Chapter 13 of 25 -- Head Hunters of the Amazon
Barranca
It was day much like this day, except in the distant past. They had sunshine, water, a world stretched out around them, and though it was the distant past it simultaneously felt like "today" in exactly the same way our day constitutes the present. Something of a head-scratcher, I know, but if you keep thinking of it like our own lives it makes more sense. They weren't back in time, they merely lived then...
There was a character named Don Juan Ramirez who was a wealthy dealer in rubber and slaves. He organized his business to suit the place and it really flourished, big-time, with 300 Indians working rubber for him in half-a-dozen rivers. He also had steamboats to take passengers where they wanted to go. Which brings us to Up de Graff's team, who were with him on the Marañon going to Barranca. They passed many interesting settlements with canoes darting out from the various hamlets, some to be seen, some not to be.

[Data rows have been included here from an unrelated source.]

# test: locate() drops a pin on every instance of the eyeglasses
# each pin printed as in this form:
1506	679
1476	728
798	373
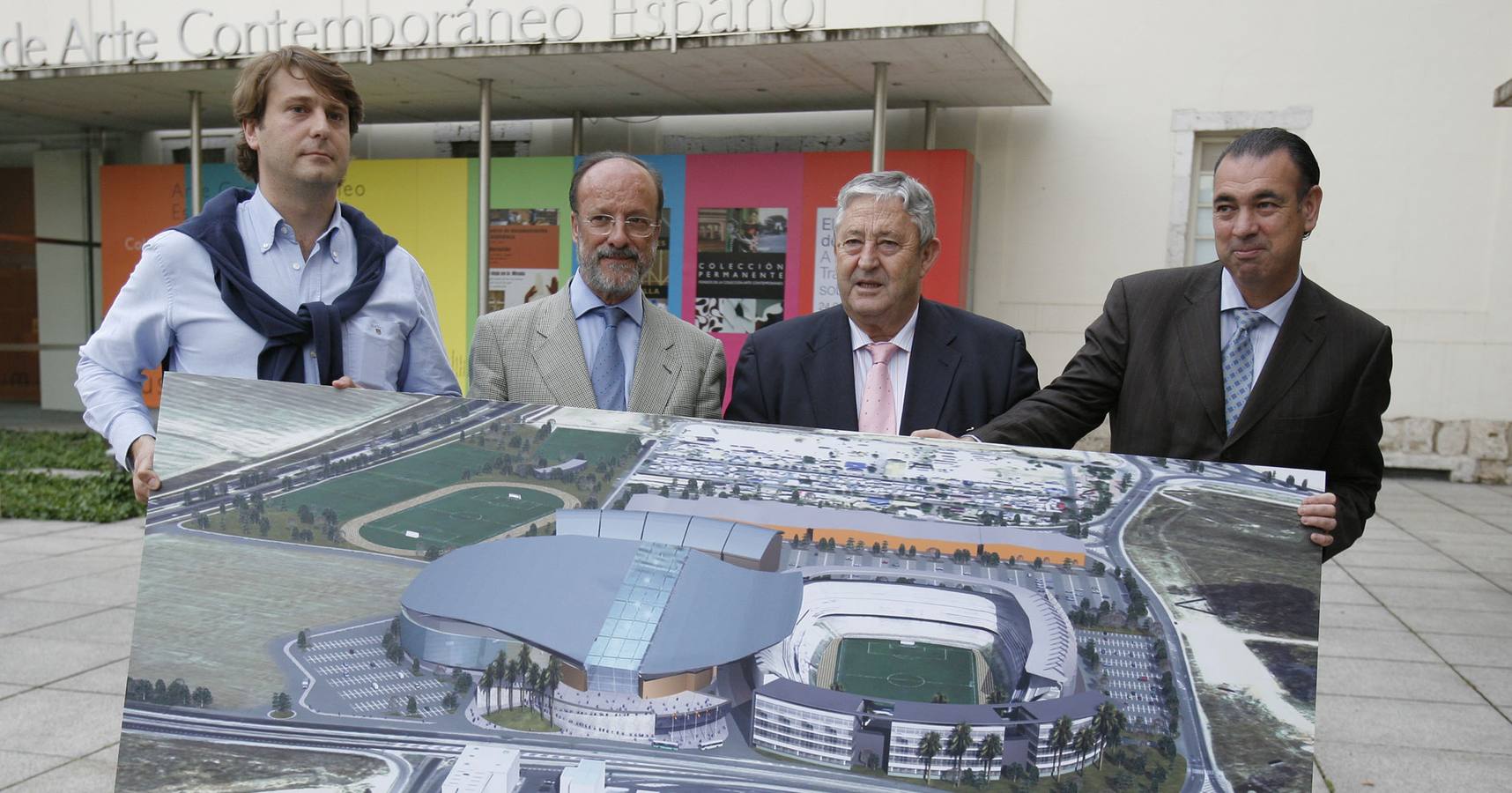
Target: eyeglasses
885	247
634	226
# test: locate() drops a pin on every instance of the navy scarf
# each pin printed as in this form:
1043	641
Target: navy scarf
287	332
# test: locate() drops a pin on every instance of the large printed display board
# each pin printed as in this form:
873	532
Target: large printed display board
380	589
785	200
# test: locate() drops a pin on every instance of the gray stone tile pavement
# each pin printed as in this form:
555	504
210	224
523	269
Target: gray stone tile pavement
1414	672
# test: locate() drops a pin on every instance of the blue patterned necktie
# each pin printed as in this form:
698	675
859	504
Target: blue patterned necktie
608	362
1239	365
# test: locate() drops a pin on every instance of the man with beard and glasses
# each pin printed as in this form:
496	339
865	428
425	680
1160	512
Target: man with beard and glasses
283	284
601	343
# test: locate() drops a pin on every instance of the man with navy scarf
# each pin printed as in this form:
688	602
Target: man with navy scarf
283	284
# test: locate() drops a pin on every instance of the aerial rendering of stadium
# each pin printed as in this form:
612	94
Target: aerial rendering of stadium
661	624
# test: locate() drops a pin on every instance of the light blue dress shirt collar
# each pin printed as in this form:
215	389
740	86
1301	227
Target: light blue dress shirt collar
584	300
591	327
1277	312
266	221
1263	337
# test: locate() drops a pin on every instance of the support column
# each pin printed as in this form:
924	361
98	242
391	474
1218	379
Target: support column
878	115
930	122
196	191
484	176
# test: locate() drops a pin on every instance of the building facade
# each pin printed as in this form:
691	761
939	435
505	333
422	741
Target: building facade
1102	179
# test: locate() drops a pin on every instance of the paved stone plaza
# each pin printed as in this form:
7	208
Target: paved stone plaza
1414	681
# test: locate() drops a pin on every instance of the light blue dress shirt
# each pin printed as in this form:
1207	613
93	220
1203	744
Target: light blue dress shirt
171	303
1264	335
591	327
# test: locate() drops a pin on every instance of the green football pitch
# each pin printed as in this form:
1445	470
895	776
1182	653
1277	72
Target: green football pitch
462	518
889	670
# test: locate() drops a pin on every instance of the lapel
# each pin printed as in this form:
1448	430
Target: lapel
1299	339
931	369
655	365
559	353
1197	332
830	375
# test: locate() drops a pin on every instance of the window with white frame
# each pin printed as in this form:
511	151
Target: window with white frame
1201	247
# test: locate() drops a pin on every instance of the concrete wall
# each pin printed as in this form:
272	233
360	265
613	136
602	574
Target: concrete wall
65	274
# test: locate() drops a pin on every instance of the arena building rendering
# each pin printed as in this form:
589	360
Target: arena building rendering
639	609
661	624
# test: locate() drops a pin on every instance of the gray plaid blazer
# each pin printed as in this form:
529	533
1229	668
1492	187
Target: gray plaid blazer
532	354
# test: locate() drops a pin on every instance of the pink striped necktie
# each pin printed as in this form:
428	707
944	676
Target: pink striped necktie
876	400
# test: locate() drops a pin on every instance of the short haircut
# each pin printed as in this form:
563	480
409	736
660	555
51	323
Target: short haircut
880	185
249	99
602	156
1266	141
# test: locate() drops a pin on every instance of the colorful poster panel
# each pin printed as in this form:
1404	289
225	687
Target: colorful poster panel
523	256
399	592
724	182
743	263
664	282
532	189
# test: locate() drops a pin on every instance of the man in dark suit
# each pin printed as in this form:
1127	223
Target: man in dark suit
884	360
1241	359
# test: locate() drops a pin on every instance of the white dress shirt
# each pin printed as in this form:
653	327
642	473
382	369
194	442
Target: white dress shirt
1264	335
897	365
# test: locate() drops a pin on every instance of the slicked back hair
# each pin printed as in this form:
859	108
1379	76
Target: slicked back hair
249	97
884	185
1266	141
602	156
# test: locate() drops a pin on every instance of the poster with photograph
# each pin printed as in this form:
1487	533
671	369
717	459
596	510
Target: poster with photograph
411	594
523	248
743	268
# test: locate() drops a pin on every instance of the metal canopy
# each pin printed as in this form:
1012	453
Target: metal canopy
956	65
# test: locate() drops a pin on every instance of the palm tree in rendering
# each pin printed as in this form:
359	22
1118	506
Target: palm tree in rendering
523	657
500	671
958	745
929	746
989	750
1059	739
551	678
1108	723
511	675
485	689
1086	742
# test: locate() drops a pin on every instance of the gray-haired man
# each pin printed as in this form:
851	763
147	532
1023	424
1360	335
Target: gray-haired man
884	360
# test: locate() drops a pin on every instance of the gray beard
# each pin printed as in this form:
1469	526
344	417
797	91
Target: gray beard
599	284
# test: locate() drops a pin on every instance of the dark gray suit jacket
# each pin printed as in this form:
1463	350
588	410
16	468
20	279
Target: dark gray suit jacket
1153	362
962	371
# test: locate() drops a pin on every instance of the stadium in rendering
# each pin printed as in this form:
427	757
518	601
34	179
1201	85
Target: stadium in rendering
871	668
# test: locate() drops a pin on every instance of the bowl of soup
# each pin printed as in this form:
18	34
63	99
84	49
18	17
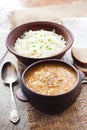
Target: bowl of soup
35	41
51	85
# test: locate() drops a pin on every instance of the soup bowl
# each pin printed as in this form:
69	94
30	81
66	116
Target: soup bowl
35	26
56	101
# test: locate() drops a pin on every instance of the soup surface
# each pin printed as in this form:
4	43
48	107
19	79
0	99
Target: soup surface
39	44
51	79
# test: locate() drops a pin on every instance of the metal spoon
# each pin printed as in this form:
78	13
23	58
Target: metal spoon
9	76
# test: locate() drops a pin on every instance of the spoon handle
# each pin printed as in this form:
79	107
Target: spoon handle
14	116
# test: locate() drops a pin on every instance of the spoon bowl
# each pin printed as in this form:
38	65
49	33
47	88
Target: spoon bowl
9	76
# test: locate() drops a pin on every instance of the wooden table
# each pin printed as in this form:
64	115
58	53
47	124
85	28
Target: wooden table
5	56
5	124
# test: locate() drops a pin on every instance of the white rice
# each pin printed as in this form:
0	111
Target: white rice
39	44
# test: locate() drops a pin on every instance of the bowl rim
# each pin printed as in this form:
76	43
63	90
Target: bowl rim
69	33
51	60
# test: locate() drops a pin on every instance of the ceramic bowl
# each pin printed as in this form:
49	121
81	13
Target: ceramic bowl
45	25
52	103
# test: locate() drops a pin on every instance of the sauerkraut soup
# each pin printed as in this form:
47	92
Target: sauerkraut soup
39	44
50	79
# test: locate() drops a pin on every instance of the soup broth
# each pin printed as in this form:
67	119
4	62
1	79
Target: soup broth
51	79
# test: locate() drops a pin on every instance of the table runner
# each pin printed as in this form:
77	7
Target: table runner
74	118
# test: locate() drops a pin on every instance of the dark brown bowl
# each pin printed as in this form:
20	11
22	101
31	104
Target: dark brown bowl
55	103
49	26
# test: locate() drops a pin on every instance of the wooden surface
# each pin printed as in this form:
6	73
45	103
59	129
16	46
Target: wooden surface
23	124
5	124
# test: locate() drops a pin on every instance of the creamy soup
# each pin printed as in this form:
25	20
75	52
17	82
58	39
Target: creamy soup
39	44
51	79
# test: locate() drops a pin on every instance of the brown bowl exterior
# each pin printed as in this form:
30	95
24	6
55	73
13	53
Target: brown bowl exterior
18	31
52	104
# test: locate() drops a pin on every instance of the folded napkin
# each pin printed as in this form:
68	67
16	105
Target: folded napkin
48	13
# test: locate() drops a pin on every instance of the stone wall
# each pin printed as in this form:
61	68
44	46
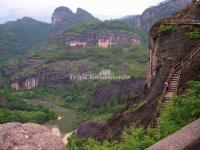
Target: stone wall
187	138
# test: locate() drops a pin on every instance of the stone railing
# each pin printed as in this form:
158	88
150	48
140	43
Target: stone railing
180	21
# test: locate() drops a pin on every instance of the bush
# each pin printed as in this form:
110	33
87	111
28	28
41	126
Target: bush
166	28
193	35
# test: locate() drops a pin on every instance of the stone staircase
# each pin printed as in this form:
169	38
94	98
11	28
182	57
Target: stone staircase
175	73
173	80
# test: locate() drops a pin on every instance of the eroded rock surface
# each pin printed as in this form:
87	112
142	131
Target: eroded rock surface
29	136
89	128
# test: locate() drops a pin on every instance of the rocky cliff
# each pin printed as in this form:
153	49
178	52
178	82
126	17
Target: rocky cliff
153	14
63	16
102	34
171	42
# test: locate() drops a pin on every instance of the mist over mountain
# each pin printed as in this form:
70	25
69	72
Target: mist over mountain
63	16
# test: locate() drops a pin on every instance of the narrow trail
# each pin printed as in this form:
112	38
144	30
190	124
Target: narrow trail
176	71
56	131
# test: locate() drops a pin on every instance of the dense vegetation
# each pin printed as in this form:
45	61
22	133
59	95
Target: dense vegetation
75	96
14	109
18	37
175	114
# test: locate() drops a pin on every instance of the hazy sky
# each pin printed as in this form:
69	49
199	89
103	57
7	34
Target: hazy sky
43	9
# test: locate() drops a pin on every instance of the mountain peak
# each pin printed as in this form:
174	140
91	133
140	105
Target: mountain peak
80	10
64	17
63	9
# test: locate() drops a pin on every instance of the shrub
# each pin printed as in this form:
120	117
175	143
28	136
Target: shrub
193	35
166	28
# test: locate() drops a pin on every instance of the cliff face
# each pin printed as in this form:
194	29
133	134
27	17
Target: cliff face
169	44
101	37
63	16
153	14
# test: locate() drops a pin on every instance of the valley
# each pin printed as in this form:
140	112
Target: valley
158	50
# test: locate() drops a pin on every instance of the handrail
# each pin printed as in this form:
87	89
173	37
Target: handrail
173	20
172	71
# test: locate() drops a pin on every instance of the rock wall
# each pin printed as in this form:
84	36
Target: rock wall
101	38
153	14
165	50
187	138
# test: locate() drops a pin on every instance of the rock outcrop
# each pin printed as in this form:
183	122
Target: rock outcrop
153	14
167	48
187	138
122	90
17	136
89	128
64	17
101	37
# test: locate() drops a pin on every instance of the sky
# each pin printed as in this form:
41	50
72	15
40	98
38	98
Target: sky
42	9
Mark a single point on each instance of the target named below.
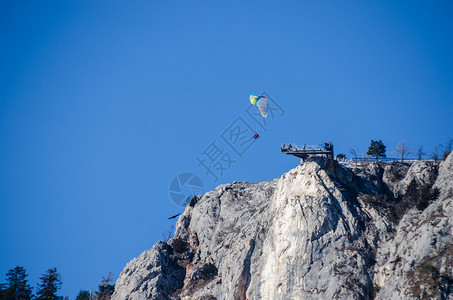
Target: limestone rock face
(321, 231)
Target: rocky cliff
(321, 231)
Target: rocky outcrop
(321, 231)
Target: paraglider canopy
(261, 102)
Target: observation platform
(307, 150)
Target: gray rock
(321, 231)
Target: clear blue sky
(103, 103)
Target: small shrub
(193, 201)
(425, 282)
(427, 195)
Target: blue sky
(103, 103)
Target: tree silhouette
(376, 149)
(16, 286)
(83, 295)
(50, 284)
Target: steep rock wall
(321, 231)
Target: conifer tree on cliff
(50, 284)
(16, 286)
(376, 149)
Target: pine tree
(50, 284)
(83, 295)
(17, 287)
(376, 149)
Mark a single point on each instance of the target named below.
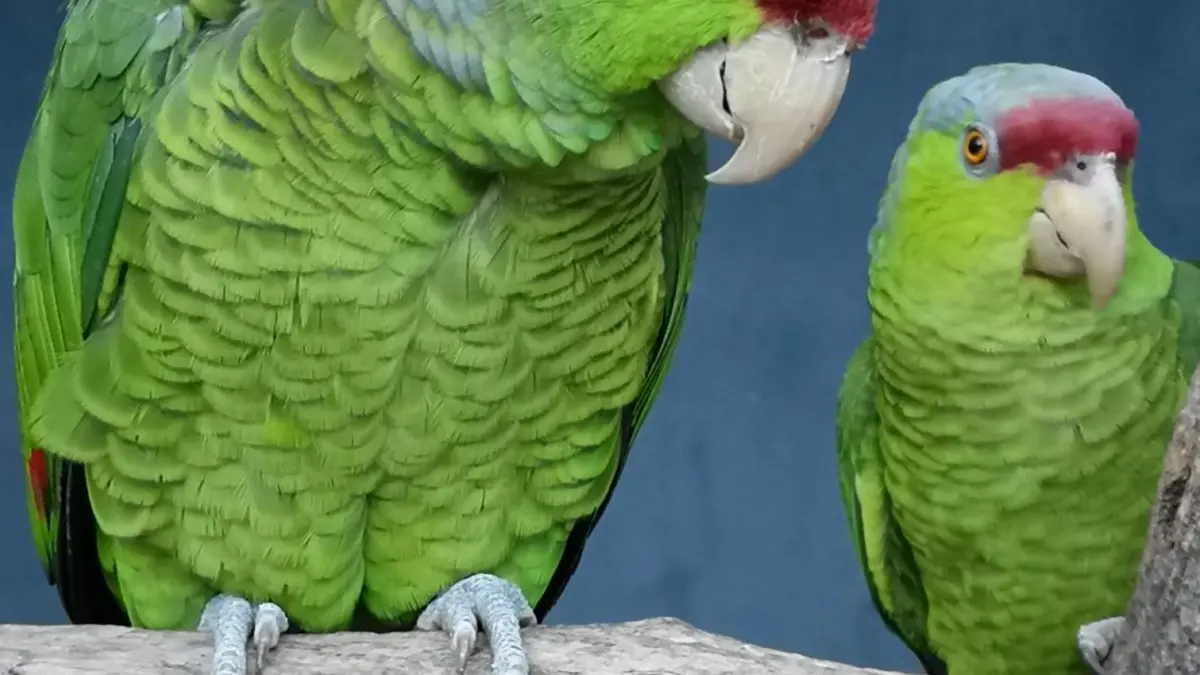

Traveling there sounds very monotonous except for the clearings, since there's very little relief from dense walls of trees stretching on and on. The Amazon system has some 50,000 miles of water navigable by river-steamers basically like theirs. On this journey they'd gone up-stream for 10 days, daily stopping to hunt the night's dinner and chop fuel. The principal quarry was monkey, in fact the main dish at every meal, served as soup, stew, or roast. Monkey steaks, monkey soup, monkey see, monkey do. Even though we might easily be nauseated were we to live wholly on deer, wild turkeys, or any other forest game, that most certainly does not apply to monkey. From big to little, small to large, hairy or picked clean, as long as it's statutorily legal, every monkey is universally outstanding and delicious no matter how many times you eat it.
On the tenth day they arrived at the last Cocama settlement on the Marañon. Joining them there were expedition members Morse, Iberico, with their new, big canoe, the Exploradora. While at the settlement they bartered some goods for food with the Cocama Indians, one good for you, one food for me, etc.
Up de Graff charmingly describes these people's clever, devious way of spearing river-seals. When one's been killed, since it's impossible to lift it over the sides of the canoe, the occupants -- usually a man and a woman really rock the boat -- getting out and flooding it till they can float the river-seal in. Then, holding the seal's nose and the bow of the canoe together, they force the craft ahead, the backwater evacuating from a specially constructed poop. Then they climb back in and make tracks for certain and for shore!
The steamer pushed up the river and made Barranca that same night, a fine time being had by all.